URL-Graph is a Neo4j project designed to store and manage relationships between URLs. This graph database allows you to model and query the connections between different web addresses, providing valuable insights into the structure of your web data.
In the world of web data, understanding relationships between URLs is crucial. The URL-Graph project leverages the power of Neo4j to create a graph representation of these relationships, enabling easy navigation and analysis.
- Graph Database: Utilize Neo4j's powerful graph database to model and store URL relationships.
- Cypher Queries: Leverage the expressive Cypher query language to extract valuable insights from the graph.

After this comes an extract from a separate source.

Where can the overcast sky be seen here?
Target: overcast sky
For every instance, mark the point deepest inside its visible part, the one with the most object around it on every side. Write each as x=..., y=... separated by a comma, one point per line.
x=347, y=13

Before you begin, ensure you have the following prerequisites installed:
- Neo4j Database Download Neo4j
- Python Download Python
- Clone the repository:
git clone https://github.com/KingAkeem/url-graph.git
- Install dependencies:
cd url-graph
pip install -r requirements.txt
Update the configuration file with your Neo4j connection details (config.yml):
neo4j:
uri: bolt://localhost:7687
username: your-username
password: your-password
-
Start the Neo4j database, this will be based on the OS that you're using. Check Neo4j instructions for further explanation.
-
Execute the application
python main.py -u https://www.example.com -d 3 # -u/--url to specify URI and -d/--depth to specify depth of graph
Will dockerize project at some point.
Browser URL: http://localhost:7474/browser/
// Example Cypher Query to find relationships for a specific URL
MATCH (n:Node {url: 'https://example.com'})
-[relationship:parent]-()
RETURN n, relationship;